Malcolm McLean wrote, On 28/10/07 22:13:
It *is* reading and writing a lot of data. For example, it was over 7
years ago that the 2GB file size limit became a problem and it is
working with a lot of files. Running a report can easily involve reading
a million records and there can be a significant number of reports being
run on data which is being changed during peak periods.
Even in the very worst case you have to be incredibly unlucky to slow
down the program by more than 50%. (I was going to say "can't", but
that's not strictly true - you can construct a scenario in which you
thrash the cache by doubling int size). That might sound a lot to an
electrical engineer, but in software terms it really is on the boundary
of a worthwhile optimisation - if we're not doubling speed at least we
aren't really speeding things up.
Most customers would complain loudly about a 10% slow down.
However that represents the sever at peak capacity.
Due to the usage the time when it is running at peak is *also* the time
when performance is most important. Outside peak times most users would
not notice a 50% slow down (a few users on each server would), but at
peak times almost all users would notice a 5% slow down.
But if it has got
hundreds of simultaneous users, how often is the system running at peak
capacity?
Every month end. An even bigger peak every year end. Other peaks at
project start-ups and close-downs.
Doubling int sizes would doubtless have some impact on performace. But
not the sort that is being suggested.
Well, the slow-down does not have to be much before it has major impact
in some areas. There are always people running close to the limit.
There is also the impact on storage requirements, and the time to
convert the data currently stored on disk (10s of GB of data for small
customers, 100s of GB or terrabytes for larger customers, so just the
time reading and then writing would be significant).
Then I don't believe that most of
the calculations are of amounts of money, anyway.
Have you seen the code? No? Well, I have and there is not much indexing
since the data that could be stored in arrays is actually stored in the
database on disk. We have a lot of manipulation of quantities other than
money, but they are also quantities we have to keep an exact tally of
and so use integers of fixed-point numbers.
I think the system
spends most of its time copying data from one location to another.
Well, the larger the data the longer the copying takes to copy, so
assuming you are correct (and if you count copying between memory and
disk you are for the application I am referring to) then you have just
given a reason why increasing the size of an int is a bad idea.
It could be farming out memory to disk, however. In which case doubling
memory take would have a significant impact.

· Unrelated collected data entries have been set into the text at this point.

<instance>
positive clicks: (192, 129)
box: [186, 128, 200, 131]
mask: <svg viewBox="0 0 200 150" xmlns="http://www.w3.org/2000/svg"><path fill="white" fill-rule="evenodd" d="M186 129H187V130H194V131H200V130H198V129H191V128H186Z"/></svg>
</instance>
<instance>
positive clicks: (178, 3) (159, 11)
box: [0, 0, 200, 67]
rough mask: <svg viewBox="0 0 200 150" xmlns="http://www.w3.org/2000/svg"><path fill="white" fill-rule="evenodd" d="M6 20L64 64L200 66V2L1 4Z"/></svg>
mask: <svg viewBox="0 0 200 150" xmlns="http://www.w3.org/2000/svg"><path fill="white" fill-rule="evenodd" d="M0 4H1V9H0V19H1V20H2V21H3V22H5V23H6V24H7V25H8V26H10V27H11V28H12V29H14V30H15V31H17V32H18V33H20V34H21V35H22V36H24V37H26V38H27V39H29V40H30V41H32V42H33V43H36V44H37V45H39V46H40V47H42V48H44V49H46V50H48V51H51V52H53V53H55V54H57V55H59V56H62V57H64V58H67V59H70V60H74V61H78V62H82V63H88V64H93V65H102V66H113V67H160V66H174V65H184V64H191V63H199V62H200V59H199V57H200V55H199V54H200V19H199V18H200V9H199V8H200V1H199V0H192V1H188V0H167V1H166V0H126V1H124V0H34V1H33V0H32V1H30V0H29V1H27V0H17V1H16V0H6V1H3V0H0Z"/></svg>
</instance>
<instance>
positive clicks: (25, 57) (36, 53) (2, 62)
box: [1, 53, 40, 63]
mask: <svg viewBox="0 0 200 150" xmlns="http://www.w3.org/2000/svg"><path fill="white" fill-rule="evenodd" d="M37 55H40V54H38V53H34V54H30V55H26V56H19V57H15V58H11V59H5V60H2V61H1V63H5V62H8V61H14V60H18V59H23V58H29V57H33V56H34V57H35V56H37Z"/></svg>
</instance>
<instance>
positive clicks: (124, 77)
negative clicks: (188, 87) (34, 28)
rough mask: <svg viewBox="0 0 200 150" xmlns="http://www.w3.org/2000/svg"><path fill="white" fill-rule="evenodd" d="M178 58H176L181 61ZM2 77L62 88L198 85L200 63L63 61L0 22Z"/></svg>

Yes, it would MASSIVELY increase the cost of the servers. I am not
talking about desktop machines here, I am talking about nice high spec
servers currently being used where customers at a minimum buy as much
RAM as they can without hitting RAM being a ridiculously large cost and
lots of disk in a RAID set up to maximise bandwidth.
IO is still largely latency
bound, but the number of writes would double.
Increasing the number of reads and writes by 10% would be unpopular
unless it brought some other massive benefit, and your proposed change
would not provide my customers with any benefit, only costs.